Besides heady revenue growth, China bulls cite two reasons for optimism. Chinese firms are cheaper than they have been in the past and cheaper than similar companies in other parts of the world. Also, Chinese shares did badly this year. A catch-up is imminent, say the bulls.
Are they right? Another possibility is that Chinese stocks are cheap because the market has spotted some serious underlying problems. Heres one: as revenues soar, profit margins are falling . Sales rose by a staggering 42% year-on-year in the first half of 2010. That was partly because the first half of 2009 was dreadful, but sales will still rise by an impressive 23% in the second half of 2010, predicts Macquarie Securities, a broker. Yet margins have been on a protracted slide that shows no sign of stabilising, says Michael Kurtz, Macquaries Asia strategist. Normally they rise by 1.5% in the first half of the year because of seasonal factors, but that did not happen in 2010.
In some industries conditions are horrible. Exporters margins are often less than 2%, if Chinas minister of commerce is to be believed. Firms in the southern Chinese manufacturing belt are being painfully squeezed. A shoe exporter who recently returned after a long absence found his old Taiwanese suppliers had all left, having been crushed by rising costs. In their place were tough locals who demanded the full price for their products regardless of glitches. The shoe exporter has been threatened, and is thinking of hiring a bodyguard. His tale is far from unique.
The Chinese government is phasing out subsidies to industry and relaxing energy-price controls. Workers are demanding higher salaries. Environmental standards, too, are being tightened. All these trends hurt profits, yet the government is happy for them to continue. This is a self-inflicted margin-reduction, Mr Kurtz says.
The government wants to allow ordinary people to enjoy more of the fruits of growth. Happy citizens are less likely to riot or demand the right to vote, it assumes. How far it will go remains to be seen, however. Will it allow the (artificially low) interest rates that banks pay depositors to rise? That would reduce the transfer of wealth from savers to well-connected corporations, which enjoy cheap credit. Will it allow the yuan to appreciate, thus walloping exporters but boosting consumers spending power? As usual in China, no one knows.
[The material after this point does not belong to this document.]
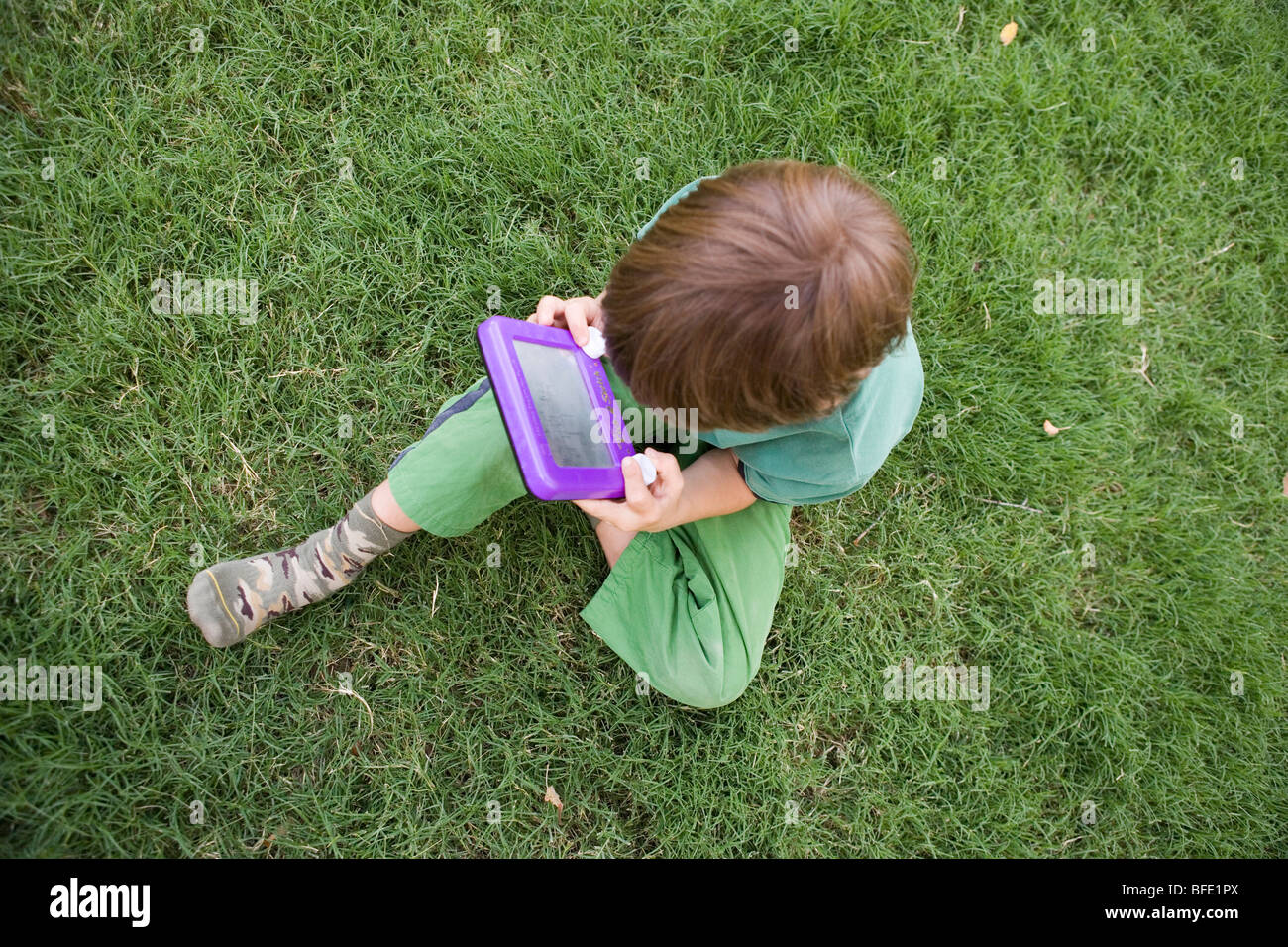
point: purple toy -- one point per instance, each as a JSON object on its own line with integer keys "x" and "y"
{"x": 558, "y": 408}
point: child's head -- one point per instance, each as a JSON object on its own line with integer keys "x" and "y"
{"x": 763, "y": 298}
Why are Chinese workers trying to screw up our business model?
Asian worker bees need to work cheaper,harder,and dumber.The nerve of these guys to start making demands during unsettling economic conditions.
I hear they are the economic wave of the future.
That's because there's no word for "quality" in the Chinese language.
“That’s because there’s no word for “quality” in the Chinese language.”
IMO the Chinese do have quality products but they are trying to do too much.No country in the world can manufacture everything at high end quality.
Business in China is about three things: volume, volume and volume.
That’s because there’s no word for “quality” in the Chinese language - fullchroma
LOL...and so true. Only the most fervent Commie Free Trader is still spinning Free Trade with Communist China. Communist Chinese products are mostly crap....they have to do things “volume, volume, volume”
Not only the Communist Chinese will have to deal with higher wages...they have a shrinking population due to their “All Children Except One Left Behind” policy. In about 10-15 years Communist China is not going to be the El Cheapo warehouse anymore.